A mágoa começou a transformar-se em raiva. Um dia, depois de mais uma visita relâmpago da sogra, explodi com Rui.

— Não aguento mais isto! Parece que somos invisíveis! Porque é que ela não gosta do nosso filho? O que é que fizemos de mal?

Rui tentou acalmar-me:

— Mariana… Não é uma questão de gostar ou não gostar. A minha mãe sempre foi mais próxima da Sofia porque ela sempre precisou mais…

— E eu? Eu também preciso! — gritei, as lágrimas finalmente a correrem-me pela cara.

Naquela noite não consegui dormir. Fiquei horas a olhar para o teto, a pensar em tudo o que tinha feito para agradar à família do Rui desde que começámos a namorar: os jantares de domingo, os presentes no Natal, as conversas forçadas sobre novelas e receitas. Sempre tentei ser aceite. Sempre tentei fazer parte daquela família.

No dia seguinte decidi confrontar Dona Lurdes.

— Preciso de falar consigo — disse-lhe ao telefone.

Ela apareceu em minha casa meia hora depois, com ar desconfiado.

— O que se passa?

Respirei fundo.

— Sinto-me posta de parte. Sinto que o Tomás não tem direito à mesma avó que a Matilde tem. Não percebo porquê…

Ela ficou calada durante uns segundos longos demais.

— Mariana… Eu não faço por mal. Só… sinto-me mais à vontade com a Sofia. Ela é minha filha…

— Mas o Tomás também é seu neto! — interrompi-a.

Ela suspirou.

— Eu sei… Mas tu és forte. Sempre foste independente. Achei que não precisavas tanto de mim como a Sofia precisa…

Fiquei sem palavras. Era isto? Porque pareço forte mereço menos apoio?

— Não é justo — murmurei.

Ela baixou os olhos.

— Talvez não seja… Mas é assim que sinto.

Depois desse dia deixei de esperar por ela. Foquei-me em mim e no Tomás. Comecei a sair mais com outras mães do bairro, fiz novas amizades no parque infantil e até arranjei coragem para pedir ajuda à minha mãe mais vezes — mesmo à distância.

Mas nunca consegui perdoar totalmente Dona Lurdes. O Rui percebeu e tentou compensar como pôde: passou a levar Tomás aos fins-de-semana ao parque, ajudava mais em casa e até sugeriu fazermos férias só os três.

No primeiro aniversário do Tomás fizemos uma festa pequena em casa. Convidei toda a família do Rui mas só apareceram Sofia e Dona Lurdes — e mesmo assim chegaram atrasadas e saíram cedo porque Matilde estava “cansada”.

Depois da festa sentei-me sozinha na sala desarrumada e chorei tudo o que tinha guardado durante meses. Não era só tristeza: era desilusão profunda com quem eu achava que podia contar.

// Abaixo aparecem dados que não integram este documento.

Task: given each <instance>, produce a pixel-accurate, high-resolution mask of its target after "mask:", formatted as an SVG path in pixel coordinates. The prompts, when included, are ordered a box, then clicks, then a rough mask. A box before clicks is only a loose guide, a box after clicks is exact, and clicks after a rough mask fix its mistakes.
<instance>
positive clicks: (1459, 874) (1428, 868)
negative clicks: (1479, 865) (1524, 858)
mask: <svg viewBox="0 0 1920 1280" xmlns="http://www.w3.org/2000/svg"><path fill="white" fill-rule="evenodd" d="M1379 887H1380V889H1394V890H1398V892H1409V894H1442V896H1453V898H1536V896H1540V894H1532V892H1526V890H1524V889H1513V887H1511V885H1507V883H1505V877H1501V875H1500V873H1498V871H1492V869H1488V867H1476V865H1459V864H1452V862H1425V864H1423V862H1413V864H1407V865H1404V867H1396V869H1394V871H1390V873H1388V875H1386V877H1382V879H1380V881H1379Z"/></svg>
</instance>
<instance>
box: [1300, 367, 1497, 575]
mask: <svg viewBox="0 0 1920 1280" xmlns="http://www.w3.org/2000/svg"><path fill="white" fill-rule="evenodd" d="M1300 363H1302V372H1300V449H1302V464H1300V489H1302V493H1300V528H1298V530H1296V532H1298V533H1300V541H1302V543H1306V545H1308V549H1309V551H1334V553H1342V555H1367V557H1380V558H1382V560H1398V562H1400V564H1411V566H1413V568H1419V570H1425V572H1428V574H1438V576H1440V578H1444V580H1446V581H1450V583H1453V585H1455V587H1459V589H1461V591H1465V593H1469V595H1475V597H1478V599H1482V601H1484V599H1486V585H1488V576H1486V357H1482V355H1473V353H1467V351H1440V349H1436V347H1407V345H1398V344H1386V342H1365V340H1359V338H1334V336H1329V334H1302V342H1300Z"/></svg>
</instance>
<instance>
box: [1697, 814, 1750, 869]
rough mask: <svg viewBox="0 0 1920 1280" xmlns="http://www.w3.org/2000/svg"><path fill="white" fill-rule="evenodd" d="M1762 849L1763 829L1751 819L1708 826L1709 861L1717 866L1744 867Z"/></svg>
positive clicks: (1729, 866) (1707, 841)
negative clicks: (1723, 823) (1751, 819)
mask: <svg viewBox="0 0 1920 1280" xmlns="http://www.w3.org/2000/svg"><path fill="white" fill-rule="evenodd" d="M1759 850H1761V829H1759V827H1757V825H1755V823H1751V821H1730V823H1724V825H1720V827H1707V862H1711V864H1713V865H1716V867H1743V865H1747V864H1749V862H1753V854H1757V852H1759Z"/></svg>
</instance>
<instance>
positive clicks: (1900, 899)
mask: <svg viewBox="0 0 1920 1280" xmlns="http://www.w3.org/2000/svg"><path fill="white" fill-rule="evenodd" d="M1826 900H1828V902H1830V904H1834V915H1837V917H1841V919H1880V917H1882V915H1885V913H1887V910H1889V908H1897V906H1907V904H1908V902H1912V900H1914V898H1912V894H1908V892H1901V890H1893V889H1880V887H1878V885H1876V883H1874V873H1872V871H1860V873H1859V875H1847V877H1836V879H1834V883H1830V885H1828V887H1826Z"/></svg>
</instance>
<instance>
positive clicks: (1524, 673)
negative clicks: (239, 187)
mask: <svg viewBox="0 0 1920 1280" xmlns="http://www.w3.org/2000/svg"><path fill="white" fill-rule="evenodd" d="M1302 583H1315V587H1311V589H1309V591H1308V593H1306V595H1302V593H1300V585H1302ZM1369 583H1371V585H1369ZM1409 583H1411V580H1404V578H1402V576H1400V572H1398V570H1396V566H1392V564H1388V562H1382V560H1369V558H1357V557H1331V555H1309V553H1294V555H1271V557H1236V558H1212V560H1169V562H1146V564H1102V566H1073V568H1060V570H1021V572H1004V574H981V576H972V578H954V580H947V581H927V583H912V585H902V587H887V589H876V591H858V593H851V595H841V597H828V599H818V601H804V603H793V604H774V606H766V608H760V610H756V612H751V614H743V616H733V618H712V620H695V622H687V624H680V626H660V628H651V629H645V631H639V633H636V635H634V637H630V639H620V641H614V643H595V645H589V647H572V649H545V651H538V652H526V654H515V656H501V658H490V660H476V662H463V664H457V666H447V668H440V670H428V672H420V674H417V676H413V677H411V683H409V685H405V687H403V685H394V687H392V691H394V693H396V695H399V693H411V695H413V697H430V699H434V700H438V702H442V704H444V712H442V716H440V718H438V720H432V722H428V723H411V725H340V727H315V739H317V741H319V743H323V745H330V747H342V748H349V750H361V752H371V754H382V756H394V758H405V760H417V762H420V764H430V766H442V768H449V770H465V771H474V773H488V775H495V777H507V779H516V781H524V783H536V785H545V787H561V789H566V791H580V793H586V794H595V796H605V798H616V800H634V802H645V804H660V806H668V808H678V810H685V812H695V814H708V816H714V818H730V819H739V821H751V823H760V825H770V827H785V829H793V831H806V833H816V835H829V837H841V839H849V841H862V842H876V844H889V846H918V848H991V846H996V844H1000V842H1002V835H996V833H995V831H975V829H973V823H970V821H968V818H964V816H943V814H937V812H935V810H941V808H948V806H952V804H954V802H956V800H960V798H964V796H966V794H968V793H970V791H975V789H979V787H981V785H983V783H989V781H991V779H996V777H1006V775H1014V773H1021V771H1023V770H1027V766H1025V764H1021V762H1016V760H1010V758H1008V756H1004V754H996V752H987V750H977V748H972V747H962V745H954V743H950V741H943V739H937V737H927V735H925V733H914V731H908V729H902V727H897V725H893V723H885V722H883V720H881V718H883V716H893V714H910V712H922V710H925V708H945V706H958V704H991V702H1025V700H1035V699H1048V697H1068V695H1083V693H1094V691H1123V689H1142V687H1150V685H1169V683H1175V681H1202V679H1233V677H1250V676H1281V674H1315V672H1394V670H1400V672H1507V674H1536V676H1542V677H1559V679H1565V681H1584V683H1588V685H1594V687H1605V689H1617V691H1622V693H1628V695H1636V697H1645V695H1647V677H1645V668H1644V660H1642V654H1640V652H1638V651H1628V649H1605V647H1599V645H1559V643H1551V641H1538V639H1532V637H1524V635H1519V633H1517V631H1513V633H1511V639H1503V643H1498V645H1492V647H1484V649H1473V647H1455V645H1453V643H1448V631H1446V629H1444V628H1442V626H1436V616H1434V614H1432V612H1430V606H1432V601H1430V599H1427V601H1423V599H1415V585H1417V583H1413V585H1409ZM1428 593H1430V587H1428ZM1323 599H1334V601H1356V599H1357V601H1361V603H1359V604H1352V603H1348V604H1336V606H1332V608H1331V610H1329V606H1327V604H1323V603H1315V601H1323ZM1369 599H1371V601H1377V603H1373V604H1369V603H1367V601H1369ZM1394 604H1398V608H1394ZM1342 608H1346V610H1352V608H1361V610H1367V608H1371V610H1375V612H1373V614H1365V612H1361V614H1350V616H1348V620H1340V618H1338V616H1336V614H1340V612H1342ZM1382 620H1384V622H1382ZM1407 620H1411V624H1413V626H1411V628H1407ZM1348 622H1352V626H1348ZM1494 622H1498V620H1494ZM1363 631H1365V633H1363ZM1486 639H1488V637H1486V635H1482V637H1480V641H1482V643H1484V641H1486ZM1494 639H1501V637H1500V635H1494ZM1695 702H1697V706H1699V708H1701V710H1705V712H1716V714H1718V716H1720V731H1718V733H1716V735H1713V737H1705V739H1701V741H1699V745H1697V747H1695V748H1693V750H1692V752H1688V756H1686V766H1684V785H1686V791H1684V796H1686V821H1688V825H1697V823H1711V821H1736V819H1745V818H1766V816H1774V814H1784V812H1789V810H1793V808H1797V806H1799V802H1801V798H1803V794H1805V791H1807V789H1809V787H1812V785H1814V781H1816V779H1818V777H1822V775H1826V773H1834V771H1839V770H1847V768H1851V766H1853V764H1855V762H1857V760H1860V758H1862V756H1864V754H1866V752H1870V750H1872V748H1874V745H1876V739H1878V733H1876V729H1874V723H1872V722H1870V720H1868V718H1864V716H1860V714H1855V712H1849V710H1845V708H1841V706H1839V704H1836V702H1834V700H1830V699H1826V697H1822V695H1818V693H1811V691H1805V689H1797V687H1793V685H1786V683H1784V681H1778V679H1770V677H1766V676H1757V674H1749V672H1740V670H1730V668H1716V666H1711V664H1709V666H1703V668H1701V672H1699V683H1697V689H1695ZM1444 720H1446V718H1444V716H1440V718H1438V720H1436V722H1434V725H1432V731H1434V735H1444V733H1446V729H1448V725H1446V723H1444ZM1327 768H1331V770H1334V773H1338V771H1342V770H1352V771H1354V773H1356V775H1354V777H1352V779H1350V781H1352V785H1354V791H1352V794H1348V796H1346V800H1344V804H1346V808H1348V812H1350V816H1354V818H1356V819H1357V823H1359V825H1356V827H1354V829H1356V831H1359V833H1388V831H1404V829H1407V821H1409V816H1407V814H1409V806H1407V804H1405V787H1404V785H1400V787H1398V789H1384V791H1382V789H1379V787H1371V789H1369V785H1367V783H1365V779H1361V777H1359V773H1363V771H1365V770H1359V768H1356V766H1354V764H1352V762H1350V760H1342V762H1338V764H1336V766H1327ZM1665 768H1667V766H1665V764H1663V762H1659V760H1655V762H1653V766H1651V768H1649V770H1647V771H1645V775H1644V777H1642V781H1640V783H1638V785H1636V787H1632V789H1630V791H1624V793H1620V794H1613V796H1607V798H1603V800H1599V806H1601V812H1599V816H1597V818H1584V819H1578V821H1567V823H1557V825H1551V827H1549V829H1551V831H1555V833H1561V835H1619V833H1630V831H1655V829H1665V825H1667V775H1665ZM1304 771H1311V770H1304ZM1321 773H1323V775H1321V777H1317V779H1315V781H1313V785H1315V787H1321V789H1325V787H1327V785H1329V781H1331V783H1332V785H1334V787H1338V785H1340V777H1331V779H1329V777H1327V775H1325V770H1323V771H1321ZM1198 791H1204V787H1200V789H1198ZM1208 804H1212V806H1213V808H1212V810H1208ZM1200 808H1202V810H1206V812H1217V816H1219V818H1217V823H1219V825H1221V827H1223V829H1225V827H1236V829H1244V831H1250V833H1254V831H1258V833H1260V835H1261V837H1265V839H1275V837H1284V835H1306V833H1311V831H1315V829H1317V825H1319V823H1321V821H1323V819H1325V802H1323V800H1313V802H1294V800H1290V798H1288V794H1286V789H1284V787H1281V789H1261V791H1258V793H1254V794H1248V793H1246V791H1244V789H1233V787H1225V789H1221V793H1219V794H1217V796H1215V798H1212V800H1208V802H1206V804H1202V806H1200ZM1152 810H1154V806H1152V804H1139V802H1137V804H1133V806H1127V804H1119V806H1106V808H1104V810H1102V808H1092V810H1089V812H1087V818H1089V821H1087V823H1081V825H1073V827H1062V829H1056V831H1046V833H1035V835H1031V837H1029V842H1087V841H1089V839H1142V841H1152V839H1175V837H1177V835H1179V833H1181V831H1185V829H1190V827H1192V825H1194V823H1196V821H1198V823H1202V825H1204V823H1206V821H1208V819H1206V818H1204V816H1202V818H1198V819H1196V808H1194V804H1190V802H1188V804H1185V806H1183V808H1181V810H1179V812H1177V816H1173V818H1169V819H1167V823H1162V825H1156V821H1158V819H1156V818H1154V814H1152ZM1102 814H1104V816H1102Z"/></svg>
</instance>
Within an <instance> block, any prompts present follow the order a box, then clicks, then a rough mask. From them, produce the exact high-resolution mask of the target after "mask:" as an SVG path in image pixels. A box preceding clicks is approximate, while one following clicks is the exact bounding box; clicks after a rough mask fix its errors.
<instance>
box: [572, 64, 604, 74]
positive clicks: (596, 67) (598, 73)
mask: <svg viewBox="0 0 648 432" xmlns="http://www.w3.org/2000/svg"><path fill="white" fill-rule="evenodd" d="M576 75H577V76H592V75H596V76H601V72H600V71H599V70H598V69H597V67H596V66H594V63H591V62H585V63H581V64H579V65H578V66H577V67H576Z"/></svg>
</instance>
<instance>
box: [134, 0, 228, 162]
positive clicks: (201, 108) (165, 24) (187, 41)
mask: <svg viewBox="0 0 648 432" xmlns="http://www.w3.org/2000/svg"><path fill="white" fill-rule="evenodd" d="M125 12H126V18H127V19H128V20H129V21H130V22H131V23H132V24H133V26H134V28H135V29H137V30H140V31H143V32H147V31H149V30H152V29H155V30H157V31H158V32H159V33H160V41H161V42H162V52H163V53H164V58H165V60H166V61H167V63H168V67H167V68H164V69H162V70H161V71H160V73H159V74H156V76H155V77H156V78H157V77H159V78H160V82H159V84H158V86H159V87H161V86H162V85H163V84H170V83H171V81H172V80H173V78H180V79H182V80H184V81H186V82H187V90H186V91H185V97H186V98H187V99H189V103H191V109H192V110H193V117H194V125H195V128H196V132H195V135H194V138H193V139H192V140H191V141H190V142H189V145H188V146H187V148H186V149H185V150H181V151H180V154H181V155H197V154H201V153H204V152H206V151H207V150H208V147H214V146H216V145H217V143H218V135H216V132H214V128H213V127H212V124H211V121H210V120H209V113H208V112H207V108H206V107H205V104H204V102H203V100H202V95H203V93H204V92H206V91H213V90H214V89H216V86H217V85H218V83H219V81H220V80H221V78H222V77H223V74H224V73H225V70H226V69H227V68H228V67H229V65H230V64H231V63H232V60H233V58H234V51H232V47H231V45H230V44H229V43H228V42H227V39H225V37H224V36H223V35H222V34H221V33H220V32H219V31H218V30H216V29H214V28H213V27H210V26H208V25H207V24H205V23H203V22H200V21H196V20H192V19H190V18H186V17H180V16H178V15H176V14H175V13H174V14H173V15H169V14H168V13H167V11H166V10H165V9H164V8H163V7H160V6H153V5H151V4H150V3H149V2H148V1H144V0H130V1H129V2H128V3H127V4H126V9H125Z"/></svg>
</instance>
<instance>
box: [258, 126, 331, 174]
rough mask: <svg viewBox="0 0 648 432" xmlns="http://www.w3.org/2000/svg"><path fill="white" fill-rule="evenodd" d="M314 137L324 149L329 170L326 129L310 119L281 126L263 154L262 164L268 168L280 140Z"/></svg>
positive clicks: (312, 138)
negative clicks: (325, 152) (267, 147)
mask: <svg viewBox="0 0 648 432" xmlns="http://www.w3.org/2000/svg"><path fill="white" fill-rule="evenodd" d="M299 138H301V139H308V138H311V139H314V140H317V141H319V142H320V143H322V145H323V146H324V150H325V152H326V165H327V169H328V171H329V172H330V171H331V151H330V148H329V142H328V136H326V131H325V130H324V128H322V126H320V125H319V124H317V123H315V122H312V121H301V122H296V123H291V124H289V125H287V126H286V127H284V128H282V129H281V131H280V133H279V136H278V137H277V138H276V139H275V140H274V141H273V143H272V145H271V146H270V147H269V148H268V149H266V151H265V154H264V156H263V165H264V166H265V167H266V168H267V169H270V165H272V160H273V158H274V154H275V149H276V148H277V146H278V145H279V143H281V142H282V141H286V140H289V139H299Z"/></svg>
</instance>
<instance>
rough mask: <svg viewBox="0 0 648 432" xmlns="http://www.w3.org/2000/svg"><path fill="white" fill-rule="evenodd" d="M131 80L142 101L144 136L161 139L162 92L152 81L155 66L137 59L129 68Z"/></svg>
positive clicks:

Hoje o Tomás já tem três anos e aprendi a viver com esta ferida aberta. Ele pergunta poucas vezes pela avó; aprendeu cedo que ela está mais presente noutra casa. Eu faço questão de lhe dar todo o amor possível — talvez até demais — para compensar aquilo que lhe falta dos outros.

Às vezes pergunto-me se devia ter feito diferente: se devia ter lutado mais pela atenção da sogra ou se devia simplesmente ter aceitado desde o início que há laços que nunca se criam à força.

Mas continuo sem resposta.

E vocês? Já sentiram esta diferença dentro da própria família? Será possível perdoar verdadeiramente quem nos faz sentir invisíveis?